What has not been mentioned, however, is that this case fell foul of one of the most important geopolitical stand-offs in the east Mediterranean, involving power politics well above the pay grade of any middle-rank Cypriot judge – let alone a teenage victim of alleged male sexual brutality. At the time the British tabloids were working themselves into a lather over the Cypriot judicial system, the government of Cyprus was entering into a major new alliance with Israel and Greece which will alter the balance of power in the eastern Mediterranean.

On 3 January, Israel moved into the ranks of a potential energy superpower, when prime minister Benjamin Netanyahu signed an agreement in Athens with the prime ministers of Greece and Cyprus to build an undersea natural gas pipeline from Israel to Europe. A 1,900-kilometer offshore and onshore pipeline will take gas from Israeli territorial waters to the western Greek mainland via Cyprus and Crete and then on towards Europe. This is the biggest joint Israeli-EU economic project as part of the EU’s desperate search for energy sources to replace coal, nuclear and oil.

The deal lessens the power of Gulf oil producers as well as Iran. When fully developed, the Israeli gas fields guarantee Israel’s energy needs for the next 60 years. Like Britain’s North Sea oil and gas, which provided the income to allow Margaret Thatcher to cut taxes and de-industrialise Britain in the 1980s, this is a major economic windfall for Israel.

For Greece and the Greek Cypriot government it is a major strategic move in its unending quarrel with Turkey, whose soldiers still occupy the northern third of Cyrpus and whose warplanes regularly overfly Greek islands and Greece’s territorial waters in the Aegean. Some Greek holiday islands lie nearly as close to Turkey as the Isle of Wight to Hampshire, and the Turkish strongman leader Recep Tayyip Erdogan increasingly likes to profile himself as a man willing to use military force to advance Turkey’s ambitions.

There are Greek fears that an agreement signed between Erdogan and the officially recognised, if contested, government of Libya in Tripoli in November is aimed at asserting Turkish control over Greek waters.
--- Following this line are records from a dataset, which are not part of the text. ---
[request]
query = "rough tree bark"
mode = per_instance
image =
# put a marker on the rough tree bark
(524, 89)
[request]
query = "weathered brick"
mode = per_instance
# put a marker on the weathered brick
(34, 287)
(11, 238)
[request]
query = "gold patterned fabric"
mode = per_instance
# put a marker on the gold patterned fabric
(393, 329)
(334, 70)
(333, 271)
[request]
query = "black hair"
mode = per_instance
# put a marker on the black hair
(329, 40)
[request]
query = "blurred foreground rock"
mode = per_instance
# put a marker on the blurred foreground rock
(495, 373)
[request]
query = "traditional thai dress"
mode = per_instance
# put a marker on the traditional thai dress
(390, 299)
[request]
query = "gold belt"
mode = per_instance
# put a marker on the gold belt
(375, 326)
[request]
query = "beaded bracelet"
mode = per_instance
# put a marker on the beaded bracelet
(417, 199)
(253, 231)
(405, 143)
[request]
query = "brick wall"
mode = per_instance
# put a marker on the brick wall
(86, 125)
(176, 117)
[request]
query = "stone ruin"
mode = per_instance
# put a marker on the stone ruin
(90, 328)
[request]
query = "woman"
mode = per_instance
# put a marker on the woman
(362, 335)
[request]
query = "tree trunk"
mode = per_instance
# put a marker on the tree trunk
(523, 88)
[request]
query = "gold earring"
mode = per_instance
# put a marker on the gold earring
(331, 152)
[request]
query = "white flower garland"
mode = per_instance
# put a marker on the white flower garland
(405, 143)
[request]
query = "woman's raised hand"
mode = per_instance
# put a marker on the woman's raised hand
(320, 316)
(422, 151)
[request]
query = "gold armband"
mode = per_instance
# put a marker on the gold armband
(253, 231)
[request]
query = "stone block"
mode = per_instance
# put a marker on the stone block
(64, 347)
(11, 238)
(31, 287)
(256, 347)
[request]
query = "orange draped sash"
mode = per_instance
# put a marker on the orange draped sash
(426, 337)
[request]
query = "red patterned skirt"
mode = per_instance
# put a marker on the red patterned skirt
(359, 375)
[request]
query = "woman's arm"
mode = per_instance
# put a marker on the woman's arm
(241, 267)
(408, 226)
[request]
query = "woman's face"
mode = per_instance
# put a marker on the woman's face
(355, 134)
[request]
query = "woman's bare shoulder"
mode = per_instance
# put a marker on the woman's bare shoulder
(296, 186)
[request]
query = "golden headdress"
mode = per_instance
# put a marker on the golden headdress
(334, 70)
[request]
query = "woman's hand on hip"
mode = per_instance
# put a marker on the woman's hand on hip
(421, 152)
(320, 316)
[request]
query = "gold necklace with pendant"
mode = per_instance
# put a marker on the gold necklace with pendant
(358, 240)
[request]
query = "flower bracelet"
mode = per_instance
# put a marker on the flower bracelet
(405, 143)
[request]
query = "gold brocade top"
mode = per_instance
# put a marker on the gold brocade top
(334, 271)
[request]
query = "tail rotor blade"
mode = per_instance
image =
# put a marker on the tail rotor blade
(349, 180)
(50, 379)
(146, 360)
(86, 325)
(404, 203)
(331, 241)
Tripoli and Ankara drew up a map dividing the waters of the Eastern Mediterranean between Turkey and Libya; it cuts right across the seas claimed by both Athens and Nicosia, and where both Cyprus and Greece hoped they may find gas to sell.

So the triple alliance between Greece, Israel and Cyprus, with the blessing of the EU and the tacit approval of the US, is a warning shot to Erdogan that Greece and Cyprus are not alone if he were to indulge in any military adventurism offshore from Turkey. It was surely in this context that the young Israeli men were sent home as fast as possible, so as not to make their detention in Cyprus while the rape allegations were properly investigated into a public issue between Nicosia and Jerusalem.

Israel never surrenders its citizens and Israeli public opinion is passionate to the point of fanaticism in defending Israelis under any sort of attack abroad. Once home, the young men were safe from Cypriot or any legal investigation.

Of course, every judge is independent – but raison d’état still exists, and words can be had in many different ways in many different corridors so that keeping the Israelis under lock and key in Cyprus was averted and the anti-Turkish alliance was consolidated.

Denis MacShane is the UK’s former minister of Europe who dealt with Greece, Cyprus and Turkey when at the Foreign Office.